The William and Ella Warner House on Spokane’s South Hill is now listed on the Spokane Register of Historic Places and the Washington Heritage Register and is nominated for the National Register of Historic Places.
The home at 2627 S. Manito Blvd. was built in 1916. William Prentice Warner worked as a railroad agent in 1935. His wife, Ella, died in 1956, and the home went to their son, James Warner, who rented it out. It is now owned by Paul and Suzanne Markham, who purchased it in 1987.
Though the Craftsman style home is now restored, it wasn’t much to look at when they bought it, Suzanne Markham said. The large overhanging eaves were cracked and broken from years of heavy snow and ice damage.
“It was just an absolute wreck,” she said. “This just was a big job. People were steering clear of it.”
Some of the walls had been damaged by the 10 cats who called it home. But the heavy beam ceilings remained, and the original woodwork was still intact and hadn’t been painted.
“The floors in the living room and dining area were just beautiful,” she said.
It was the home’s age that attracted them to it. “We’ve always, both of us, loved antiques and everything old,” she said. “It’s not a big, ostentatious, fancy house. It was a very middle-class house.”
That’s not to say the home was in good shape. “We pretty much tore into the interior to make it livable,” she said. “There were some things that needed immediate attention.”
The couple would spend their nights and weekends doing much of the remodeling work themselves over the next several years. The original kitchen cabinets had been torn out and replaced with plywood ones, likely in the 1960s, Suzanne Markham said, and those had to be removed. In an upstairs hallway, carpet had been glued directly onto the original wood flooring, requiring a long and tedious process to scrape off the glue.
“We’re the ones with crowbars tearing out the roofing,” she said. “The slave labor is us. We’re the grunts. You name it, we did it. There’s pretty much not an inch we didn’t touch.”
Paul Markham recalls the time it took him to repoint the rock walls in the basement. He dug out the old mortar, which had largely turned to sand, and replaced it with concrete. He estimates it took a year to do each wall.
“I got in there with a tool and scraped it,” he said. “I never thought it would ever end.”
Some things had to be replicated but the original icebox, which is now used as a storage cabinet, still sits in the kitchen.
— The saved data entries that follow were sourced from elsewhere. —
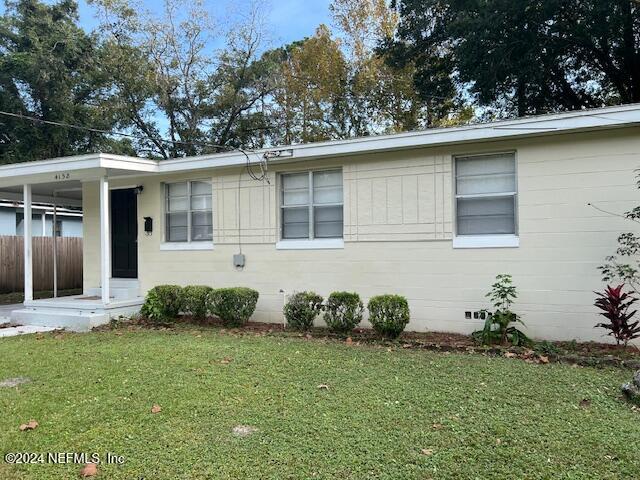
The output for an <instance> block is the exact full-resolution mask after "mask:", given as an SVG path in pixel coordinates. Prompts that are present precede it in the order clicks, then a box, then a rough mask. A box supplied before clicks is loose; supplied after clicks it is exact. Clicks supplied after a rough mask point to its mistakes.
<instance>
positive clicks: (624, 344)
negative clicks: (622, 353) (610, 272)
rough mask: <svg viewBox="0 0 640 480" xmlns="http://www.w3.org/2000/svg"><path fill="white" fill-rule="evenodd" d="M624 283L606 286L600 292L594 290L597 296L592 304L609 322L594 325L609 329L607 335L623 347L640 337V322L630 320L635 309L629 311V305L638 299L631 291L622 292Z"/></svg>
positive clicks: (607, 329) (631, 317) (600, 313)
mask: <svg viewBox="0 0 640 480" xmlns="http://www.w3.org/2000/svg"><path fill="white" fill-rule="evenodd" d="M623 288H624V283H623V284H622V285H618V286H617V287H615V288H613V287H611V286H609V285H608V286H607V288H606V289H605V290H604V292H602V293H598V292H594V293H595V294H596V295H597V296H598V298H597V299H596V302H595V303H594V305H595V306H596V307H598V308H599V309H600V310H602V312H600V315H602V316H603V317H605V318H606V319H608V320H609V323H599V324H597V325H596V327H602V328H606V329H607V330H611V331H610V332H609V335H613V336H614V337H615V339H616V342H618V345H620V344H623V345H624V346H625V347H626V346H627V344H628V343H629V341H630V340H633V339H635V338H640V325H639V324H640V322H639V321H637V320H636V321H635V322H631V319H632V318H633V316H634V315H635V314H636V312H637V310H633V311H632V312H629V307H631V305H633V304H634V303H636V302H637V301H638V299H637V298H636V297H634V296H633V295H632V294H631V293H628V292H623V291H622V289H623Z"/></svg>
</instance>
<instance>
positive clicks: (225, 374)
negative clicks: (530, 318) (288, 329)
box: [0, 328, 640, 480]
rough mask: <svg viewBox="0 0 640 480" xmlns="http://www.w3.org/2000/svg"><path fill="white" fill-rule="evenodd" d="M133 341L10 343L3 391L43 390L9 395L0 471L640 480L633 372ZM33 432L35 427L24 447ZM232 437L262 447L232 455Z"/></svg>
mask: <svg viewBox="0 0 640 480" xmlns="http://www.w3.org/2000/svg"><path fill="white" fill-rule="evenodd" d="M123 332H124V333H122V334H120V335H116V334H114V333H113V332H107V333H91V334H83V335H81V334H64V335H63V336H62V338H60V336H58V337H57V338H56V336H54V335H45V336H43V337H41V338H40V339H38V338H36V337H35V336H25V337H17V338H10V339H2V340H0V359H1V360H0V381H1V380H3V379H5V378H8V377H18V376H26V377H30V378H31V379H32V380H33V381H32V383H30V384H26V385H23V386H20V387H19V388H17V389H16V388H0V412H1V413H0V453H2V454H5V453H7V452H16V451H17V452H24V451H29V452H98V453H100V454H104V452H112V453H115V454H118V455H123V456H124V457H126V463H125V464H124V465H100V467H99V468H100V477H99V478H109V479H133V478H143V477H144V478H145V479H204V478H229V479H236V478H252V479H254V478H273V479H283V478H291V479H298V478H340V479H347V478H363V479H365V478H366V479H369V478H386V479H399V478H410V479H427V478H433V479H456V480H458V479H475V478H477V479H502V478H504V479H509V480H513V479H534V478H540V479H549V478H554V479H562V478H564V479H586V478H592V479H598V480H601V479H622V478H629V479H634V478H640V455H638V445H640V413H639V412H637V411H633V410H632V409H631V407H630V406H629V405H628V404H626V403H624V402H623V401H622V400H621V398H620V396H619V392H618V387H619V385H620V383H622V382H623V381H624V380H627V379H628V378H629V377H630V372H629V371H622V370H596V369H592V368H573V367H571V366H566V365H531V364H527V363H525V362H523V361H520V360H512V359H511V360H510V359H504V358H489V357H483V356H480V355H464V354H442V353H433V352H426V351H415V350H403V349H397V350H396V349H394V350H392V351H389V350H388V349H387V348H386V347H375V346H355V345H354V346H348V345H345V344H344V343H338V342H323V341H317V340H312V341H309V340H304V339H299V338H285V337H275V336H274V337H269V336H258V335H253V334H252V335H246V336H233V335H229V334H224V333H222V332H220V330H209V331H207V330H202V331H199V330H196V329H188V328H187V329H184V330H180V331H171V330H164V331H148V330H147V331H132V332H126V331H123ZM225 357H226V358H227V359H228V360H230V361H228V362H222V360H223V359H225ZM321 384H324V385H327V386H328V387H329V388H328V389H324V388H318V386H319V385H321ZM585 398H586V399H589V400H590V405H588V406H586V407H585V406H580V405H579V403H580V401H581V400H582V399H585ZM153 404H159V405H161V406H162V411H161V412H160V413H158V414H152V413H151V407H152V405H153ZM32 418H33V419H36V420H37V421H38V422H39V424H40V426H39V427H38V428H37V429H35V430H33V431H27V432H21V431H19V429H18V427H19V425H20V424H21V423H25V422H27V421H29V420H30V419H32ZM236 425H249V426H253V427H255V428H257V429H258V430H257V432H256V433H254V434H253V435H251V436H248V437H244V438H238V437H235V436H233V435H232V433H231V430H232V428H233V427H234V426H236ZM423 449H428V450H429V452H427V454H425V453H423V452H422V450H423ZM80 467H81V466H79V465H53V464H44V465H30V466H24V465H22V466H20V467H17V466H8V465H6V464H3V463H1V462H0V478H3V479H4V478H7V479H11V478H37V479H54V478H55V479H59V478H74V477H76V476H77V474H78V471H79V470H80Z"/></svg>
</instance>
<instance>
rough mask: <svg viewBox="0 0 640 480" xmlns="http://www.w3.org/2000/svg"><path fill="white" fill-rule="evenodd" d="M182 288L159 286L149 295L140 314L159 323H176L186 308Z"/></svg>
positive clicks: (145, 297)
mask: <svg viewBox="0 0 640 480" xmlns="http://www.w3.org/2000/svg"><path fill="white" fill-rule="evenodd" d="M182 291H183V289H182V287H180V286H178V285H158V286H157V287H153V288H152V289H151V290H149V292H148V293H147V296H146V297H145V299H144V305H142V309H141V310H140V313H142V315H144V316H145V317H147V318H149V319H151V320H155V321H158V322H168V321H174V320H176V318H177V317H178V315H179V314H180V312H181V311H182V309H183V307H184V303H183V297H182Z"/></svg>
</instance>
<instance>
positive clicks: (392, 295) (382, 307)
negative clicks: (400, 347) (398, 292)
mask: <svg viewBox="0 0 640 480" xmlns="http://www.w3.org/2000/svg"><path fill="white" fill-rule="evenodd" d="M367 309H368V310H369V322H370V323H371V325H372V326H373V329H374V330H375V331H376V332H378V333H379V334H380V335H382V336H383V337H386V338H397V337H398V336H399V335H400V334H401V333H402V331H403V330H404V328H405V327H406V326H407V324H408V323H409V318H410V312H409V302H407V299H406V298H405V297H403V296H401V295H378V296H375V297H371V298H370V299H369V303H368V304H367Z"/></svg>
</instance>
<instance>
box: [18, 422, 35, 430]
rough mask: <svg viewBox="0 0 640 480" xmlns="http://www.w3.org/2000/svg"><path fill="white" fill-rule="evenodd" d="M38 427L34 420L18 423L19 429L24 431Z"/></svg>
mask: <svg viewBox="0 0 640 480" xmlns="http://www.w3.org/2000/svg"><path fill="white" fill-rule="evenodd" d="M36 428H38V422H36V421H35V420H29V423H23V424H22V425H20V431H21V432H24V431H25V430H35V429H36Z"/></svg>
The breakfast nook that was in the kitchen had been ripped out and replaced with a washer and dryer, but the couple restored it.
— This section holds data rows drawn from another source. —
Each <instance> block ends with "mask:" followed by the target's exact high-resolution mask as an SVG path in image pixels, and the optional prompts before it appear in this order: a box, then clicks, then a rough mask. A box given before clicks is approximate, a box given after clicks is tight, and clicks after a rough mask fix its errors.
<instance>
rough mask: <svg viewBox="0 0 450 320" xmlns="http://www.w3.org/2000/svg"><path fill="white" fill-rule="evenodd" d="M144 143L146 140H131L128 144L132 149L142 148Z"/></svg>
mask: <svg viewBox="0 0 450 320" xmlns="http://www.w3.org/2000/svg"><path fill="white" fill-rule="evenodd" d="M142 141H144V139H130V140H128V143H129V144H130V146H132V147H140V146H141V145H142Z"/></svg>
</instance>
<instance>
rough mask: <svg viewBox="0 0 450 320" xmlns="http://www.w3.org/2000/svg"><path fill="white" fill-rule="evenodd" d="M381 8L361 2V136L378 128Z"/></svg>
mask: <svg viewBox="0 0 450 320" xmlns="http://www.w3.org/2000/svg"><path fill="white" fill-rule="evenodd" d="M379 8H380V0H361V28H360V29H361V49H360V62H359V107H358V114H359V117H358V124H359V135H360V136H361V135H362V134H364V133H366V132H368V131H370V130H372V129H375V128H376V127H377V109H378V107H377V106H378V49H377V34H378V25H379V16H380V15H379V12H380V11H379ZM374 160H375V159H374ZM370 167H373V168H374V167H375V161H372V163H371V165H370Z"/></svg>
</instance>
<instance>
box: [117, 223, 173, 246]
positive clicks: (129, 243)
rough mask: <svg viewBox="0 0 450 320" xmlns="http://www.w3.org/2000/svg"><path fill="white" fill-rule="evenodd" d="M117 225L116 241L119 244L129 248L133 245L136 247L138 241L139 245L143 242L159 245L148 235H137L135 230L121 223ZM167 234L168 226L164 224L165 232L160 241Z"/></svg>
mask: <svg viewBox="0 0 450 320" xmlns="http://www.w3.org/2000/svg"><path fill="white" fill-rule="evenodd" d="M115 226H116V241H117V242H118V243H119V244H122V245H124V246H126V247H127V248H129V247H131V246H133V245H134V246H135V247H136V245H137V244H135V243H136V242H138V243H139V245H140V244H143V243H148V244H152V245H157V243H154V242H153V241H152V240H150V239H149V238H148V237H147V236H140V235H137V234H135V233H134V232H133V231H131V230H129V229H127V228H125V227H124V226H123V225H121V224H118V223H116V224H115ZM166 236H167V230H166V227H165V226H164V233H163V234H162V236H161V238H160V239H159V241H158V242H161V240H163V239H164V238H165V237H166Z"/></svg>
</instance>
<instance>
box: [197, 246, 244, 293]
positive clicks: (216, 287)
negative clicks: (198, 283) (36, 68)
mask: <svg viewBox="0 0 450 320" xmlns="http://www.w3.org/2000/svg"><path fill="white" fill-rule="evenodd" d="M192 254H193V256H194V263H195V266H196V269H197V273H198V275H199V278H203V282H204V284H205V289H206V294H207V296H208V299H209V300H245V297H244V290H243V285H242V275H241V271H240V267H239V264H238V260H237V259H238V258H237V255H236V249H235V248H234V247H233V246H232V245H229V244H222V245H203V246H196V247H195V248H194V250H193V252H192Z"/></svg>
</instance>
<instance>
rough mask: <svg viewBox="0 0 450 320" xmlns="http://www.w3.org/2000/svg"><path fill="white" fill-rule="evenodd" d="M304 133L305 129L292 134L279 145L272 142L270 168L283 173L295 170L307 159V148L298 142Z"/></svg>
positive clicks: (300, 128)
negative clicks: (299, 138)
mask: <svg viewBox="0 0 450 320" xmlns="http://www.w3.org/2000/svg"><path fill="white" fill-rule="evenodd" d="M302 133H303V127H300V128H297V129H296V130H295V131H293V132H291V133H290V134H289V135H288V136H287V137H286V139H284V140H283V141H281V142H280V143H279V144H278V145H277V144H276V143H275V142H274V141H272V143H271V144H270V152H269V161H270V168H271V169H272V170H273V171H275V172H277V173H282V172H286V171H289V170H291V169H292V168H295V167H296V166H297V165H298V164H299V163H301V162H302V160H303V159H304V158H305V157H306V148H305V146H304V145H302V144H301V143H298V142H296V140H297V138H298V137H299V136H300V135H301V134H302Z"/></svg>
“We replicated what it would have looked like,” Suzanne Markham said. “It’s very close to what was in the blueprints.”
The tiny bathroom off the kitchen has an old style pull chain toilet with the water tank up near the ceiling. While the style is old, it is a reproduction, she said.
All of their furniture also matches the style of the home. Suzanne Markham said she estimates some of it is nearly old enough to be original.
“We don’t have anything modern in the house except the microwave and the stove,” she said.
Linda Yeomans, who has been a historic preservation consultant for decades, helped put together a large binder full of the history of the home, complete with original blueprints and pictures of the Markhams remodeling their home.
“This house is one of the best representations of Craftsman architecture in Spokane,” she said. “This house is fabulous.”
The Markhams love to show off their home. They’ve hosted the Mother’s Day tour of historic homes put on by the Northwest Museum of Arts and Culture, which attracted 1,500 people to their home over two days. They’ve also hosted Allegro Baroque and Beyond musical performances.
“We have a lot of parties,” Suzanne Markham said. “We’re not afraid of crowds.”
Now that the restoration is complete, the couple are relaxing and enjoying their home.
“These years are nice,” Paul Markham said. “We’re enjoying them.”